Dhafra’s players live and train in Abu Dhabi and travel 16 to 17 times per season for their games at the Hamdan bin Zayed Stadium in Madinat Zayed, an approximately 180-kilometre drive from Abu Dhabi.
Barral lives in a furnished apartment and spends much of the day with his family, sharing the household chores with his wife.
Barral has not had the time to travel around the country but says he will once he gets his driving licence.
“Work is my foremost priority,” he said. “I don’t have much time for leisure now at the start of the season.
“My work comes first and the little time I have, I spend with my family. Perhaps a time will come to explore and enjoy our time in the UAE, hopefully.”
Barral was something of a cult hero at Gijon, where fans chanted appeals for teammates to give the ball to him so that he could score.
He was a solid contributor, with 48 goals in 201 league matches, but not an overpowering one, and the chants were perhaps more hopeful than confident.

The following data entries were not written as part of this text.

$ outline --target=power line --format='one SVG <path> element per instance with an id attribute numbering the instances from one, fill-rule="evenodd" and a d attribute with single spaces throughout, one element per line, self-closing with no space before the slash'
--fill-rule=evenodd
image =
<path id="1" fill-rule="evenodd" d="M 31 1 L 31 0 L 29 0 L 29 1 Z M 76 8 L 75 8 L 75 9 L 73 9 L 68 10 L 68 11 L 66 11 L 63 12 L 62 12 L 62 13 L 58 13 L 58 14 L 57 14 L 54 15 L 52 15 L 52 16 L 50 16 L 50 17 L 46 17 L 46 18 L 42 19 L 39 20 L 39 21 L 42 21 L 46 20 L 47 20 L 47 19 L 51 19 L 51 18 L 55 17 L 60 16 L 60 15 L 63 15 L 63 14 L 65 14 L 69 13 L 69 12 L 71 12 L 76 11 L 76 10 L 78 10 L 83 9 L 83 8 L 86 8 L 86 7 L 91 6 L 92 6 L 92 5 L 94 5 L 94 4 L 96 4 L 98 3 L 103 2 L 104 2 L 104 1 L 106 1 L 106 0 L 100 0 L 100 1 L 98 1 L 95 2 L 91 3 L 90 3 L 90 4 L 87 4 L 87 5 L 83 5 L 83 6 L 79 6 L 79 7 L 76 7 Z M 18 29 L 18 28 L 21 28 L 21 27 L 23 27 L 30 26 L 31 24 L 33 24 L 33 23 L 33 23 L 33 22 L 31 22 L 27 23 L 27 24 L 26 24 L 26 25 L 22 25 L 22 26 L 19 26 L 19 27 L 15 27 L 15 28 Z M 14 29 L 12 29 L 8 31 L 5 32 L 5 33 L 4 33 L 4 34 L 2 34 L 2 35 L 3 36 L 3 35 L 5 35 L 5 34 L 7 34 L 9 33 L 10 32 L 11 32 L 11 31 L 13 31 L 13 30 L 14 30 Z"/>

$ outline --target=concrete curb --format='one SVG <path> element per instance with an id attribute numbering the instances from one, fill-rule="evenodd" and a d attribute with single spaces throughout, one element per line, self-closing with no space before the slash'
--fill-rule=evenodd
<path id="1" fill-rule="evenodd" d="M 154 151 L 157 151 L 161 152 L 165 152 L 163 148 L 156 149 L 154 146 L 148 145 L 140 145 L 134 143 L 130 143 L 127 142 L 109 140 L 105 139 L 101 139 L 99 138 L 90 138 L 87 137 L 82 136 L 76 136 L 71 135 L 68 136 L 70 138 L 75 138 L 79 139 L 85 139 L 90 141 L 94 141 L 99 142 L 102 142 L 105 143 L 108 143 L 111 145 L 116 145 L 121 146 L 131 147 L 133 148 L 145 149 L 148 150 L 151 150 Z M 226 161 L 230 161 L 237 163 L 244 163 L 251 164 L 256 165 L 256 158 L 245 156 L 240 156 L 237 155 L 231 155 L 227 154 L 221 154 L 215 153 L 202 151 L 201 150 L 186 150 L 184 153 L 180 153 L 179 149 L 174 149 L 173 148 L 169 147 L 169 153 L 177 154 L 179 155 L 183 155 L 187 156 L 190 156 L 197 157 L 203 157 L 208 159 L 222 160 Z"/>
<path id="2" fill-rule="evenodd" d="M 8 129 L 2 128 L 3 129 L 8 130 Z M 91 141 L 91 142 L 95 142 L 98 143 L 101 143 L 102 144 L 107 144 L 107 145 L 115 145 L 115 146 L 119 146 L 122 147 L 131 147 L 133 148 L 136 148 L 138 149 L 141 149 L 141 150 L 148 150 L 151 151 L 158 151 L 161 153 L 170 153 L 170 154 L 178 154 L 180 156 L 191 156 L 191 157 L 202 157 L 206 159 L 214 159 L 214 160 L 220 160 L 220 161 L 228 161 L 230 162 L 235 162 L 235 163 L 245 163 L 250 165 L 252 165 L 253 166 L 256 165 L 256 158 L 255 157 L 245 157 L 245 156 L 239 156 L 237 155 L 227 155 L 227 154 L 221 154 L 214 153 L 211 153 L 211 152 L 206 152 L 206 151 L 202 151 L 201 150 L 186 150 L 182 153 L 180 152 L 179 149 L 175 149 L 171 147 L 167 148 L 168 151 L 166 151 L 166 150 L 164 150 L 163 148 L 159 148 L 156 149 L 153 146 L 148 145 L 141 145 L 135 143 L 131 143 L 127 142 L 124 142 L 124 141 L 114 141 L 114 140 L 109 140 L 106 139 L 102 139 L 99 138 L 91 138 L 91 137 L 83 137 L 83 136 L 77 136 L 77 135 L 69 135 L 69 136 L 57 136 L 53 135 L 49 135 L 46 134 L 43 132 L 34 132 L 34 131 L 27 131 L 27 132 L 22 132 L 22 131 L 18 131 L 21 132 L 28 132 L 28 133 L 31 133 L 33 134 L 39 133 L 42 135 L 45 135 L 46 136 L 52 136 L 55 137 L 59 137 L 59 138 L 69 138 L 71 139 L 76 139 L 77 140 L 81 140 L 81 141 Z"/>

Gijon’s coach during Barral’s six seasons there was the rough-around-the-edges coach Manuel “Manolo” Preciado, and the player was quite fond of him and left stunned when Preciado died suddenly at the age of 54 in June 2012, the day before he was to be introduced as Villarreal’s coach.
Barral has a history of fouling more often than most forwards and he picked up a booking in his first appearance, a 3-1 away defeat to the champions Al Ain in their Arabian Gulf League opener.
Dhafra’s third league match is tonight, away to Al Ahli. “It’s not that I foul with intentions but just play as hard as I can, as the defender who tries his hardest to stop me. That’s how I play my game, hard but fair,” he said.
Barral has been part of several high-profile successes. He started and scored when Gijon held visiting Barcelona 1-1 to end the latter’s winning streak of 16 games in the Primera Liga in 2011.
The following year, Barral started and played 76 minutes at the Bernabeu, where Gijon ended Jose Mourinho’s nine-year streak of not losing a home league game.
“Those games were very special and if people still remember them, it must be more special than I thought it to be,” Barral said.